Sujet au combien épineux, la récente vague d’indignations à l’encontre des pièces SLAV et KANATA de Robert Lepage et Ariane Mnouchkine a provoqué un débat assez virulent sur la place publique, opposant les partisans de la liberté d’expression à ceux dénonçant le racisme et l’appropriation culturelle. Ces derniers arguant que l’Histoire appartient ä ceux qui l’ont subi, et qu’il est offensant de récupérer une culture et ainsi s’accaparer ses codes.

A travers les dizaines d’éditos, prises de positions et articles polémiques, on peut remarquer que peu s’interrogent sur la qualité du produit, mais tous défendent ou condamnent l’initiative du metteur en scène. C’est la forme qui est attaquée plus que le fond. On peut expliquer cela par le fait que peu ont vu les pièces de théâtre, celles-ci ayant été annulées rapidement suite au tollé provoqué.

White Washing et Kabuki

Robert Lepage et Ariane Mnouchkine devaient-ils mettre en scène des communautés dont ils ne sont pas issus ? Est-il devenu impossible aujourd’hui de créer sans en référer au tribunal populaire de la censure ? Est-il maladroit de faire appel à des acteurs blancs pour jouer des autochtones dans un cas, des noirs dans l’autre ?

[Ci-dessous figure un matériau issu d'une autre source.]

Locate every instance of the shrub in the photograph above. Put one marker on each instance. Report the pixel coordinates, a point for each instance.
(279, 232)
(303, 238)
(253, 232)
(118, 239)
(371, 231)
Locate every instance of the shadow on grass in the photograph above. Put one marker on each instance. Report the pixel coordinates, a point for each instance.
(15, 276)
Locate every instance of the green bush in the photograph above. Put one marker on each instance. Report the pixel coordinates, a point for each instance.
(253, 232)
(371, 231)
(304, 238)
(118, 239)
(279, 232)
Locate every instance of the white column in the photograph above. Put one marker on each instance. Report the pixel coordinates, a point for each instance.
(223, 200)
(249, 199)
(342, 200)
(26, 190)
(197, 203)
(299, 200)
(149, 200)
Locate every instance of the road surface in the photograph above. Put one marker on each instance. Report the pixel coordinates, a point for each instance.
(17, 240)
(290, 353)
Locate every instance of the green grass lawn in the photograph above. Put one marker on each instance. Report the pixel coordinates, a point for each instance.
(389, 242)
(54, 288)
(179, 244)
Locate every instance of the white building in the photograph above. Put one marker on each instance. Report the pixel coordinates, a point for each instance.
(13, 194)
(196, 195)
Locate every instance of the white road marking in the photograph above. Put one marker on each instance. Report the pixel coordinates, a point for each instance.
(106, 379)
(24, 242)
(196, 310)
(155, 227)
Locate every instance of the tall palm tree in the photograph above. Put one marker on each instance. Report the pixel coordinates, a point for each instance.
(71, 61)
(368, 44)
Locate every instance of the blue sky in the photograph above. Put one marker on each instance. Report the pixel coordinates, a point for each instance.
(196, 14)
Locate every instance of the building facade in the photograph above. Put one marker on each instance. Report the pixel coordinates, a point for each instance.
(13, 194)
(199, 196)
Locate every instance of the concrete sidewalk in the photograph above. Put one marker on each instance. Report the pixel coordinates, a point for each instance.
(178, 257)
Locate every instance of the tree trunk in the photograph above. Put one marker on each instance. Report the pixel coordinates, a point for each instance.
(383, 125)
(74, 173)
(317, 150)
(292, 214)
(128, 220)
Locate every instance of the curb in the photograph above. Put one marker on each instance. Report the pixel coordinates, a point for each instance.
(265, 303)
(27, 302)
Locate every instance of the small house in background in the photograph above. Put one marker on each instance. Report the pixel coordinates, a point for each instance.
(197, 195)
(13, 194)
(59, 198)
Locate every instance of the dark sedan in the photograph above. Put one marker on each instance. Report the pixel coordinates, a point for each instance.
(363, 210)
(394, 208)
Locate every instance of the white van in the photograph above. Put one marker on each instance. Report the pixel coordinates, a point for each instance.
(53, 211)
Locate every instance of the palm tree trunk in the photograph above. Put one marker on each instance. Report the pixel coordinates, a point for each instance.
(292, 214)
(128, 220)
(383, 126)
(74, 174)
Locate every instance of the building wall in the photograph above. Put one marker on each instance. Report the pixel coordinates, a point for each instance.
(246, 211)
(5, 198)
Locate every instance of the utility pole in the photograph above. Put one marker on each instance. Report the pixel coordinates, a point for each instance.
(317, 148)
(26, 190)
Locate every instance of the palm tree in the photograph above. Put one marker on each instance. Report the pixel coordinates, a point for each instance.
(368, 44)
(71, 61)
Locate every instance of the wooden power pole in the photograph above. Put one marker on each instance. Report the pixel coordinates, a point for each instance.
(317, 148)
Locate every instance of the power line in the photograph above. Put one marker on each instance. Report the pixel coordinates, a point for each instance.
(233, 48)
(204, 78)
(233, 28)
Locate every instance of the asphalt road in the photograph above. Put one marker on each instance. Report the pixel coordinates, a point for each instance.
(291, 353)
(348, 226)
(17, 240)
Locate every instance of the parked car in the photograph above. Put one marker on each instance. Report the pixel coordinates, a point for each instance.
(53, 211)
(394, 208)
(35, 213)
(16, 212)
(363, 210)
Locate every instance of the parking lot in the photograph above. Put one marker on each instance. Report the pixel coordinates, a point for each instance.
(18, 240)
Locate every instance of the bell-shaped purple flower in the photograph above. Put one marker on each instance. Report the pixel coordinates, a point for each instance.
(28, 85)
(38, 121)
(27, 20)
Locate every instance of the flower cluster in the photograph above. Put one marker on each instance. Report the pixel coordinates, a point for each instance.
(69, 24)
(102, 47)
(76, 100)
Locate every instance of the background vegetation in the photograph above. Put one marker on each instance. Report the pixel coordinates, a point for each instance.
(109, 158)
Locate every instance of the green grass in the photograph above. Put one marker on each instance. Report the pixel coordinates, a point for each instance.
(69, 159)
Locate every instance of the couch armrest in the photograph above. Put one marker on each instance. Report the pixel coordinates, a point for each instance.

Ce phénomène, que l’on appelle White Washing aux USA, ne date pourtant pas d’hier. Le théâtre japonais Kabuki employait traditionnellement des hommes pour jouer des rôles féminins sur scène. L’art n’est-il pas l’expression personnelle, le point-de-vue créatif unique d’un individu, son regard sur le monde, les événements historiques, une appropriation culturelle au sens premier du terme ?

On assiste à un retour en force de l’ordre moral, sur fond d’affaires de harcèlement sexuel, de suspicion de racisme systémique et autres condamnations morales. Par peur de heurter telle ou telle communauté, chacun reste prudent et une forme d’autocensure s’applique.

Communautarisme contre Universalisme

Ce débat met mal à l’aise la société québécoise dans son ensemble. Depuis quelques années, deux phénomènes se sont accrus, une immigration grandissante et la montée du communautarisme, engendrant de nombreux débats et questions. Ainsi, le Québec est aujourd’hui, passez-moi l’expression, le cul entre deux chaises. Issu d’une double culture, il est le témoin d’une lutte entre deux modèles civilisationnels, le modèle communautaire bien-pensant anglo-saxon, et le modèle universaliste français. On assiste ainsi à un mouvement de balancier idéologique. La Belle Province adopte parfois une liberté de ton que n’aurait pas renié Charlie Hebdo (période Professeur Choron), avec par exemple la présence au festival Juste pour Rire de l’humoriste Dieudonné, décrié en France. A contrario, l’affaire SLAV/KANATA renvoie les communautés les unes face aux autres.

Le Québec fait face à un choix de société qu’il ne peut éviter, car ce non-choix canalise les tensions et fissure la cohésion sociale, indispensable au bon fonctionnement d’une société.